Рован вошёл с улицы, покачивая мечом, словно это была ложка от супа.
– В городе паника. Все говорят, что в таверне ведьмы снова зажгли звёзды без разрешения.
– Неправда, – сказала Лисса. – Мы просто не выключили старые.
Чиновник, видимо, решив, что борьба с поэзией бесполезна, достал из кармана документ и положил на стойку.
– Подпишите. Раз вы всё равно считаете себя вне закона, пусть хотя бы будет бумага.
Лисса взглянула – сверху было написано: «Акт об отклонении от предсказуемости». Она улыбнулась. – Это лучший договор, что я когда-либо видела.
Он вздохнул, устало собирая бумаги. – Вы думаете, всё это шутка. Но Империя не любит, когда над ней смеются.
– Империя, – ответила ведьма, – просто забыла, что смех – это форма уважения. Только к тем, кто его заслужил.
Он посмотрел на неё, впервые без злости. – Может быть. Но смеяться всё равно опасно.
– Опасно, – согласилась она. – Но молчать – смертельно.
Снаружи вновь заиграла музыка. Люди танцевали, чиновник сжимал бумаги, словно молитвенник, а ведьма смотрела на всё это с тихой радостью. Фестиваль закончился, но началось нечто другое – медленное пробуждение.
Когда все разошлись, Лисса осталась одна. Кофе на столе остыл, но запах его всё ещё был жив – ваниль, уголь и немного тревоги. Она подумала: магия – не сила, не проклятие, а просто память о том, что мир может быть удивительным. Даже если для этого приходится каждый день придумывать заново законы физики и любви.

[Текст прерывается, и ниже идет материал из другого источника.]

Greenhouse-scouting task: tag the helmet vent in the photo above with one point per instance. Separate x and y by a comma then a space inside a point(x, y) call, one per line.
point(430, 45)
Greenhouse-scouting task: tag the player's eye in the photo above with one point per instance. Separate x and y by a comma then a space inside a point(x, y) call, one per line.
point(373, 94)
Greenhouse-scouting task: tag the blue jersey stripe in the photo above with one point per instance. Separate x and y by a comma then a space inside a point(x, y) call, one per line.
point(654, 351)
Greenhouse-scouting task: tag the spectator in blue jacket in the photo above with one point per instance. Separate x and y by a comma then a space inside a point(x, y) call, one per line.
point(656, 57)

За окном ветер тихо перевернул вывеску. Теперь там было написано: «Империя без магии. Но с кофе». Ведьма рассмеялась и шепнула Пепелку: – Пожалуй, начнём с революции завтра. Сегодня нужно дожарить булочки.
И пламя в очаге отозвалось тихим урчанием, как будто соглашаясь: никакая власть не страшна тому, кто умеет смеяться и варить кофе, который не поддаётся классификации.
Ночь снова опустилась на город, как слишком плотное одеяло – со складками тумана, запахом мокрой черепицы и редкими звуками дальних шагов. В таверне «Последний дракон» тихо потрескивал очаг, свет от него окрашивал стены в янтарные пятна, и каждый из них словно хранил отблеск вчерашнего смеха. За стойкой Лисса мыла кружки, лениво, будто совершала ритуал очищения не от грязи, а от излишков смысла.
После визита чиновников и журналистки весь день приходили странные люди – одни приносили подарки, другие хотели «почувствовать магию из первых рук». Один художник даже пытался нарисовать Пепелка, но тот в ответ нарисовал художника дымом, причём значительно красивее оригинала. Теперь, когда всё наконец стихло, ведьма впервые позволила себе усталость. Она села у окна, посмотрела на улицу: мокрый булыжник отражал редкие огни, как если бы город случайно разлил звёзды. В отражении её лица в стекле блестели два разноцветных глаза – один серый, другой янтарный. Она вспомнила, как однажды в детстве мать сказала: «Так бывает у тех, кто умеет видеть мир одновременно снаружи и изнутри».